Thursday, February 7, 2013

Will The The New Fiscal Pact In Europe Work?

Elected government officials have a short term focus.  They like to win the next election.  Their electoral chances are enhanced when they can provide popular government programs without paying for them with taxes.  It is even better when they can also cut taxes.  Unfortunately, the policies that improve one's electoral opportunity can lead to budget deficits and fiscal problems.  That is why the eurozone operated under a central rule that limited eurozone total budget deficits to 3% of eurozone GDP.  That policy has not worked so a new fiscal rule has been established which each country must follow.  Structural budget deficits cannot exceed 1% of GDP.  That gives countries leeway to run cyclical budget deficits when revenues decline due to weaknesses in the economy.  This article explores the potential for the new policy to improve fiscal outcomes.

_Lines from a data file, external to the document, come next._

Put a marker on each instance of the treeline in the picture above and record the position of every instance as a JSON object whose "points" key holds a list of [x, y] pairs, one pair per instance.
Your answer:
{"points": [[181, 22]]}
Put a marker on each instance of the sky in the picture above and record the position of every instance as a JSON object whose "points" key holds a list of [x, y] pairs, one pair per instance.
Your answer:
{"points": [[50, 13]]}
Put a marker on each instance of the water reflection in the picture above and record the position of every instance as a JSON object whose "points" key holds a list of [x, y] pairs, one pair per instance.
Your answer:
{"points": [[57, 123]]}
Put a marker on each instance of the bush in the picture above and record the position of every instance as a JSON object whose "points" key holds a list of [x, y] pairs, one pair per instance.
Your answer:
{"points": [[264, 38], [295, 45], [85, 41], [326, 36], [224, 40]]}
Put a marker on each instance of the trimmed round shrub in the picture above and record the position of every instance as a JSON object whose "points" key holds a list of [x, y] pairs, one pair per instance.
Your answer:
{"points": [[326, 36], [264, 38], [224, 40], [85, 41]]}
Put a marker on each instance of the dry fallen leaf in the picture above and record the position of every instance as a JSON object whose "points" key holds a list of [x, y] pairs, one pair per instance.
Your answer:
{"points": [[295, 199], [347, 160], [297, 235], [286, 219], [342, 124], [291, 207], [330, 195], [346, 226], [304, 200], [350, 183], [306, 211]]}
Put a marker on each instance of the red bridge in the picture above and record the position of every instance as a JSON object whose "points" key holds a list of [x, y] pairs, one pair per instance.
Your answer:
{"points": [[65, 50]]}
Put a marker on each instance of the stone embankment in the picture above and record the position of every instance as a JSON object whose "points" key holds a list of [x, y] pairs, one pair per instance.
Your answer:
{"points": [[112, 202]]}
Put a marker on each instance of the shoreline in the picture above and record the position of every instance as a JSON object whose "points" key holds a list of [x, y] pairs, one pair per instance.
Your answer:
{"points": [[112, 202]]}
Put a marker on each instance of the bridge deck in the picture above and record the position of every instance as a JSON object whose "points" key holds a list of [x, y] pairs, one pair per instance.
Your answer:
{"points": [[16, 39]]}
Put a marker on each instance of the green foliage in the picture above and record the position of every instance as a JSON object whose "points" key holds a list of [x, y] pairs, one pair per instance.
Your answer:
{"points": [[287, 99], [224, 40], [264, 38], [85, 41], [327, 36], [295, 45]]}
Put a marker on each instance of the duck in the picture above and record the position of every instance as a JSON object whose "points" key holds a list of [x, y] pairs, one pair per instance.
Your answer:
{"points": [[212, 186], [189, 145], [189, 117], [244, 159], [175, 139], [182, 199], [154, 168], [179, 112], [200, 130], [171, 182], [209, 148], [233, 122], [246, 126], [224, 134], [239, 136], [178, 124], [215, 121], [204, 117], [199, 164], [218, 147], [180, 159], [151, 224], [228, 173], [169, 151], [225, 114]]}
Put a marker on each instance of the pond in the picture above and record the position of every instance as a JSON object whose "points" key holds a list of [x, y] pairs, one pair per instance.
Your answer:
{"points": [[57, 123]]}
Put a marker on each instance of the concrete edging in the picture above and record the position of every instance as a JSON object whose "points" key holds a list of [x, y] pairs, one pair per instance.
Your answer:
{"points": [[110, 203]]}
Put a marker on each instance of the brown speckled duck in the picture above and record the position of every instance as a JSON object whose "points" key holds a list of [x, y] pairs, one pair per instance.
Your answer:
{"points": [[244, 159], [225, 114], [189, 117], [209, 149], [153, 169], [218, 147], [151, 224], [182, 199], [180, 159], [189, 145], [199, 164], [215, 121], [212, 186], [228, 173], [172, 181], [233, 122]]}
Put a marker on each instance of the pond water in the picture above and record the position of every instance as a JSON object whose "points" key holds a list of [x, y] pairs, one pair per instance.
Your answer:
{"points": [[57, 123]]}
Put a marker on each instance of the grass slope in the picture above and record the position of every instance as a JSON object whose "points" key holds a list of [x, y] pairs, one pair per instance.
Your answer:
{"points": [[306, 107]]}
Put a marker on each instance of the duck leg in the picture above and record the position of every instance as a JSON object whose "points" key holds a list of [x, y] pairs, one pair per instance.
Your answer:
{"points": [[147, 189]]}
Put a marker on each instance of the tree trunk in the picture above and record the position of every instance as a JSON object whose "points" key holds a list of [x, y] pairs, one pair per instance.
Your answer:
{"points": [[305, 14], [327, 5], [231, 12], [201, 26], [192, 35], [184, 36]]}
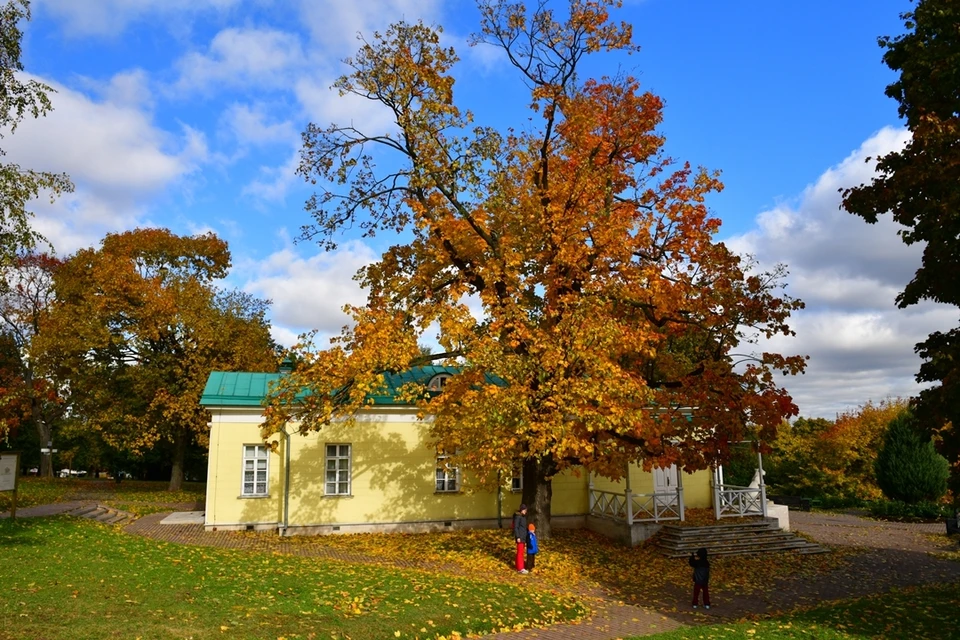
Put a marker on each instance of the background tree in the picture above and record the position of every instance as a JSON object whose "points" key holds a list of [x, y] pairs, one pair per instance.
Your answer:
{"points": [[908, 467], [831, 459], [19, 99], [606, 302], [25, 298], [13, 410], [137, 326], [920, 186]]}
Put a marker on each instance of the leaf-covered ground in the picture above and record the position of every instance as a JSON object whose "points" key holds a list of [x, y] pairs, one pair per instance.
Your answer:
{"points": [[580, 559], [915, 614], [71, 578]]}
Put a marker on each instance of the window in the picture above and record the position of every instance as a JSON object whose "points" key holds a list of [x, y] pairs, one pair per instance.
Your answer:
{"points": [[338, 470], [448, 477], [516, 480], [438, 382], [255, 463]]}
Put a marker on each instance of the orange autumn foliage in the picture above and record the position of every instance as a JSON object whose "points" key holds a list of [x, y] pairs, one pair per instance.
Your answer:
{"points": [[832, 459], [606, 302]]}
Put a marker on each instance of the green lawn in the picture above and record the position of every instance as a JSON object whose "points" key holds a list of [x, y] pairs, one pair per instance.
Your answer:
{"points": [[68, 578], [925, 612]]}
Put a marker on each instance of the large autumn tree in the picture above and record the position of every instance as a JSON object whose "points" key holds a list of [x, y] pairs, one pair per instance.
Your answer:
{"points": [[919, 186], [25, 298], [606, 302], [136, 328], [19, 98]]}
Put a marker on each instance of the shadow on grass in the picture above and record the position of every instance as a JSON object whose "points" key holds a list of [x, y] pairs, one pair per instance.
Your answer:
{"points": [[18, 533]]}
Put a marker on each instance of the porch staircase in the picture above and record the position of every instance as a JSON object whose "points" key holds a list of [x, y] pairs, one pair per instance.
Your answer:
{"points": [[104, 514], [748, 538]]}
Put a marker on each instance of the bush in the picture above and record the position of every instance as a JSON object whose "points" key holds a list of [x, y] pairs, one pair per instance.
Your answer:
{"points": [[741, 467], [897, 509], [908, 468]]}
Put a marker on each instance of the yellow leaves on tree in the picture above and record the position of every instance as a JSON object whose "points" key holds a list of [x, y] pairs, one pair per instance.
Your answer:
{"points": [[832, 459], [606, 302], [137, 327]]}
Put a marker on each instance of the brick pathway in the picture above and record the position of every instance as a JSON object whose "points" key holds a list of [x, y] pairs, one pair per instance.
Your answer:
{"points": [[889, 555], [610, 619]]}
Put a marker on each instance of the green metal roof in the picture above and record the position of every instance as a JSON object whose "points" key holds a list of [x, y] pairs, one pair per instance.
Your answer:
{"points": [[245, 389]]}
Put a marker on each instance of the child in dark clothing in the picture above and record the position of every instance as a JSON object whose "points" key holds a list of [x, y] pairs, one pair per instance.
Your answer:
{"points": [[701, 577], [532, 547]]}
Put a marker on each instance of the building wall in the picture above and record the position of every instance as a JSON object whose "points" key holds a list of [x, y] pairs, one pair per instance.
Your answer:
{"points": [[225, 507], [393, 480]]}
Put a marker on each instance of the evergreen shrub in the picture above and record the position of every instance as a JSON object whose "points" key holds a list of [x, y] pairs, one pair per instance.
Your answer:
{"points": [[908, 468]]}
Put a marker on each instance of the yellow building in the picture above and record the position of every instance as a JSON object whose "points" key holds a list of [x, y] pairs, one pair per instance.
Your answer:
{"points": [[382, 474]]}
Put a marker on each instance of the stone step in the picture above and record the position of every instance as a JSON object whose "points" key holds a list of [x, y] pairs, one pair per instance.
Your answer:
{"points": [[741, 542], [753, 524], [104, 514], [730, 535], [805, 549], [761, 536]]}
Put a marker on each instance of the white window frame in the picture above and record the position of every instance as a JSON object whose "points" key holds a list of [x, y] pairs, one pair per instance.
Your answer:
{"points": [[516, 480], [438, 382], [340, 460], [446, 474], [260, 475]]}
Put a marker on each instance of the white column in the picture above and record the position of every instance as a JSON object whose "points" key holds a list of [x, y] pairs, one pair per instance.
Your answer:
{"points": [[680, 492], [763, 486]]}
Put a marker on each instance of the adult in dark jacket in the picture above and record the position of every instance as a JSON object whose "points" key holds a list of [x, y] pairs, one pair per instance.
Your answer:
{"points": [[701, 577], [520, 534]]}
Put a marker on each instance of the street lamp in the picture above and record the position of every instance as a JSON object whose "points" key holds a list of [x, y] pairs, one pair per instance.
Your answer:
{"points": [[48, 451]]}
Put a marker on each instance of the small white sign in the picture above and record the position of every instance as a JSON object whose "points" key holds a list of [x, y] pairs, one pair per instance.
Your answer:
{"points": [[8, 471]]}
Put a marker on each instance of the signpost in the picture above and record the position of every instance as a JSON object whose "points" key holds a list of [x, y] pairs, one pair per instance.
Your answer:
{"points": [[9, 475]]}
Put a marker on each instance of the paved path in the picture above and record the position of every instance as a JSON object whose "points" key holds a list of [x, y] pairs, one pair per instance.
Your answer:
{"points": [[53, 509], [889, 555]]}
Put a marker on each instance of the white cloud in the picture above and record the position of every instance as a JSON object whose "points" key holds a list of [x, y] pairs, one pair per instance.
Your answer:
{"points": [[111, 17], [336, 24], [251, 125], [274, 182], [246, 58], [309, 293], [848, 273], [115, 155]]}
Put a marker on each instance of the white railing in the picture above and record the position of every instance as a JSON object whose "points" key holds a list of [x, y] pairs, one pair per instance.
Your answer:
{"points": [[731, 501], [654, 507], [607, 504], [643, 507]]}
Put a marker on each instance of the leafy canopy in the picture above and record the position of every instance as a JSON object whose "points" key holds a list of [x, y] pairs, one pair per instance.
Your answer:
{"points": [[18, 100], [920, 187], [137, 327], [591, 255]]}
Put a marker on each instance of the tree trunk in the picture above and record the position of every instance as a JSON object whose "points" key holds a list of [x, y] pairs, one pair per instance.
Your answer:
{"points": [[44, 431], [179, 459], [538, 492]]}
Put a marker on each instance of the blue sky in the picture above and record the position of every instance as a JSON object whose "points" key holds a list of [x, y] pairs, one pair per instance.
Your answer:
{"points": [[187, 113]]}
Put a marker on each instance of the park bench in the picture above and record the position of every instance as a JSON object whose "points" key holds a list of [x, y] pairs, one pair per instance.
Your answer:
{"points": [[792, 502]]}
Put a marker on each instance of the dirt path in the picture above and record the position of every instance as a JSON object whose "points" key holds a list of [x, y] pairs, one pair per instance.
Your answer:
{"points": [[886, 556]]}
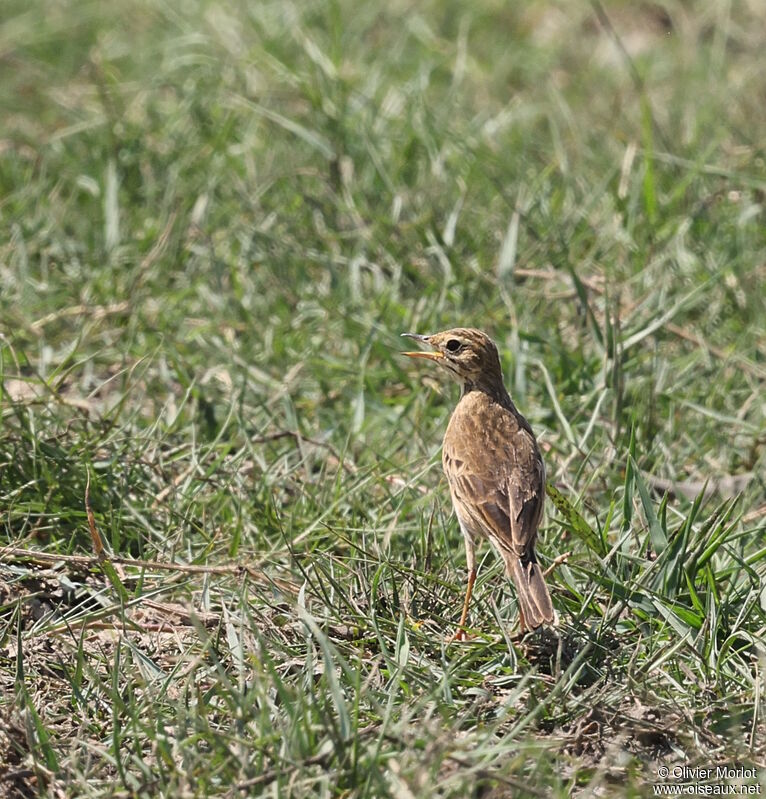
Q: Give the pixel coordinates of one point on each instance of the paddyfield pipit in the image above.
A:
(494, 468)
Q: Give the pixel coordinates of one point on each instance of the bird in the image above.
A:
(494, 468)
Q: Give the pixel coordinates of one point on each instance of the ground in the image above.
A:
(217, 218)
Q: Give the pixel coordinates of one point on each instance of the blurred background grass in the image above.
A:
(216, 220)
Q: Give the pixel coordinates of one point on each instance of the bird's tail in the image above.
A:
(534, 600)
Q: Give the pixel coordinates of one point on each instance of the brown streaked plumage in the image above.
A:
(494, 468)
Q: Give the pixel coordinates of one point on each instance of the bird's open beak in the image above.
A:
(431, 356)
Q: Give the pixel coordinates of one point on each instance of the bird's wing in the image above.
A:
(497, 480)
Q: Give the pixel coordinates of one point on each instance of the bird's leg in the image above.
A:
(470, 556)
(557, 561)
(522, 622)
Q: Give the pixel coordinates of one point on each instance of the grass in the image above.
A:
(216, 220)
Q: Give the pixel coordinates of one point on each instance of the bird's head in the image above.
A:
(466, 353)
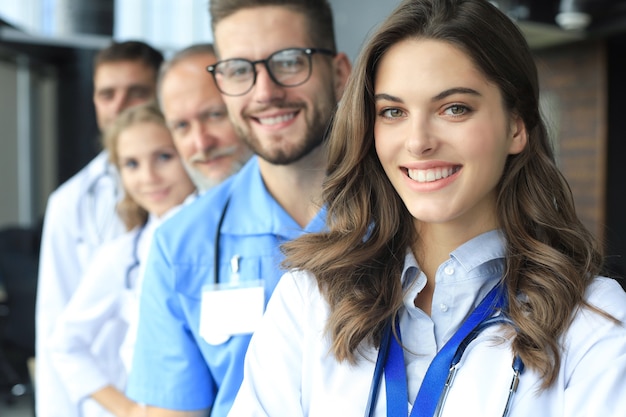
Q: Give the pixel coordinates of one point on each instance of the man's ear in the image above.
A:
(342, 68)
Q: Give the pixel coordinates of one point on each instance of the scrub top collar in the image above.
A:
(253, 210)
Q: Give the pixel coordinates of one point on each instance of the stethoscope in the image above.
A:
(383, 354)
(216, 251)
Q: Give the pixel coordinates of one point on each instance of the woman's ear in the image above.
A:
(519, 135)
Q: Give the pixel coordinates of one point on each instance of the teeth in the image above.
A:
(275, 120)
(430, 175)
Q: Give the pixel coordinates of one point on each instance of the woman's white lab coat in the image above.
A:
(85, 345)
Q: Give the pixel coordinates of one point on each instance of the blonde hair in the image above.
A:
(131, 213)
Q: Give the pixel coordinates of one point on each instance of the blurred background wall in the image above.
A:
(47, 123)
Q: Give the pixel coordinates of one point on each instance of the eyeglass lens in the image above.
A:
(288, 68)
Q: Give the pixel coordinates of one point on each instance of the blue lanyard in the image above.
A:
(391, 361)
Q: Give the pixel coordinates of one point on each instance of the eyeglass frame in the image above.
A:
(309, 52)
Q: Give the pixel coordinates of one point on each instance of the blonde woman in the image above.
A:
(89, 334)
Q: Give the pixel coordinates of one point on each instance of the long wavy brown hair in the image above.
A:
(131, 213)
(551, 257)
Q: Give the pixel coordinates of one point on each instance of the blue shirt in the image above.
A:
(173, 366)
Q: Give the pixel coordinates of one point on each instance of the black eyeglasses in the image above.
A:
(287, 67)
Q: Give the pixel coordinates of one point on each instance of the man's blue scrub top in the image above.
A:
(173, 366)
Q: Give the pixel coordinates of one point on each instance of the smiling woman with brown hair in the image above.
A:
(453, 251)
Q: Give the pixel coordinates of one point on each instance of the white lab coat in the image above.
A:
(85, 346)
(290, 370)
(80, 216)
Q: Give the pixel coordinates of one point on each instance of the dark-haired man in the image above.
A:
(215, 264)
(80, 215)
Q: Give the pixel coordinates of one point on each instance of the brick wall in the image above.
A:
(574, 95)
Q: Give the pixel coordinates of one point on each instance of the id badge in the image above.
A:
(230, 309)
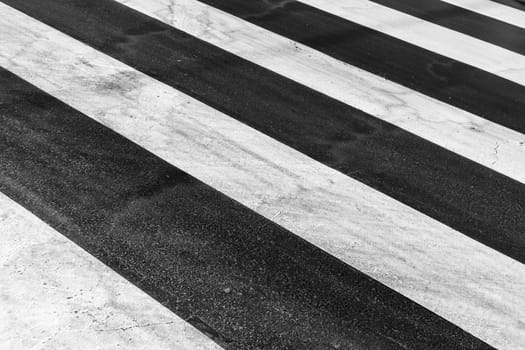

The major problem with the new policy is that government budget forecasts tend to be biased.  A government can forecast increases in GDP and tax revenues that are too optimistic.  Therefore, when the budget deficit fails to meet the structural budget deficit limit, they can argue that the budget deficit was caused by cyclical factors that were unexpected.

Research has shown that forecasts provided by non-government organizations are less prone to forecast bias.  If governments were bound to follow the forecasts of independent forecasters that would limit the problem of government forecast bias.  Governments, however, have other tricks that they use to disguise fiscal problems.  One trick is turn over the operation of a government enterprise to a private contractor.  That has the effect of reducing government spending on a one time basis.  It has no recurring impact when they pay a profit making enterprise to provide the same service.  Another trick is to provide temporary tax cuts to stimulate the economy.  The problem with that tactic is that temporary tax cuts tend to become permanent.  We are witnessing that problem in the US after the expiration of the Bush tax cuts.  Long range forecasts of budget deficits were lower than they would have been if the tax cuts were deemed to be permanent when they were enacted.